Dani Rodrik in a not so recent interview asserted that globalization does lead to increasing inequality but also alluded to a possibility of open economies reducing inequality.
"There is no question that globalization has aggravated inequality within countries. But we need to think of globalization in this context as part of a cluster of developments: new technologies, greater emphasis on markets, decline in unionization, and fiscal paralysis of many states. All these have had the consequence of raising the returns to skills and talents and reducing the bargaining power of blue collar workers and those who are unable to move across national borders with the same ease as capital.
But there are exceptions too. One of the most encouraging trends in the last couple of decades is the decline in inequality in Brazil, Chile, and many other Latin American countries, which have traditionally been among the most unequal in the world. This shows that broad social programs as well as more narrowly targeted anti-poverty programs can still be pursued and are effective in open economies."

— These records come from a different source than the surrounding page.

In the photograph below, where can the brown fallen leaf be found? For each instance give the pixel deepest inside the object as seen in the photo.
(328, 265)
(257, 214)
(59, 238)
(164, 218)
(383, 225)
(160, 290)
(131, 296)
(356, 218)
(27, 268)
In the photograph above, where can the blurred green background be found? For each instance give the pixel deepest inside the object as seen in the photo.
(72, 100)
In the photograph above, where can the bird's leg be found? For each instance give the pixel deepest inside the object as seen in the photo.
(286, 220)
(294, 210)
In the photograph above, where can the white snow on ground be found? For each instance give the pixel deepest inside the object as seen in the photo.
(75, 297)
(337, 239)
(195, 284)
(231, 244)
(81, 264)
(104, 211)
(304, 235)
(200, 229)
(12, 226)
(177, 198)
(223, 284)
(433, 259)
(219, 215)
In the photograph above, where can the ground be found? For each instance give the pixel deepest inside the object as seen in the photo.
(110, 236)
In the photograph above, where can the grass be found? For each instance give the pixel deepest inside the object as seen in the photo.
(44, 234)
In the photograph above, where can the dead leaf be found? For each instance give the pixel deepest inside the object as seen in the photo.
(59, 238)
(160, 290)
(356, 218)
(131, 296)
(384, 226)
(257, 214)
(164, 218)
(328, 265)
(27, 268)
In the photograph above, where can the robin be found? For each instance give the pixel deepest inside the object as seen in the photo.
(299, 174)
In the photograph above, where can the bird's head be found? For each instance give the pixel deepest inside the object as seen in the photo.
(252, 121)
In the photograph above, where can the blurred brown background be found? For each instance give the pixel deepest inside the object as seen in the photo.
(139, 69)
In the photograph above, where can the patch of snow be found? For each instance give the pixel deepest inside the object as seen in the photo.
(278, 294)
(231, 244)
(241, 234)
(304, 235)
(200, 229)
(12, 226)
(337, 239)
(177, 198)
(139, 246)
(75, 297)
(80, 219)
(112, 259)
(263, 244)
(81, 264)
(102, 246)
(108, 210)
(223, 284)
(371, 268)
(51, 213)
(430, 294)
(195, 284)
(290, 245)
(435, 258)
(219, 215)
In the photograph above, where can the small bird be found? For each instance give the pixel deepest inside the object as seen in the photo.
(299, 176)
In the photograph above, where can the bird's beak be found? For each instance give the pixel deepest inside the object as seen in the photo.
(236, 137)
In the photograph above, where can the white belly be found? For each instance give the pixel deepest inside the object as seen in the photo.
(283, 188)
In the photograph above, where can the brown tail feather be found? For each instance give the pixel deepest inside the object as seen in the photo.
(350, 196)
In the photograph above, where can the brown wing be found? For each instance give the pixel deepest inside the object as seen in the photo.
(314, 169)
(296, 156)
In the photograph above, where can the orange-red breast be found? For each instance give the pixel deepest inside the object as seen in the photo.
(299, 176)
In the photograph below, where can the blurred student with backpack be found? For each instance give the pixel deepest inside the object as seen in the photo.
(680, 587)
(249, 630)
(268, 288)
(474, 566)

A welfare state pursuing globalization is a distinct possibility? If one does not seek extremities, there is perhaps a way which seeks an open economy based on a strong interventionist state to address poverty alleviation and inequality. How this balance is sought and implemented is where the problem lies. the devil is normally int he details and the path to finding that balance often leads to excesses. One would have to understand and contextualize the roles of the State and market to find this balance.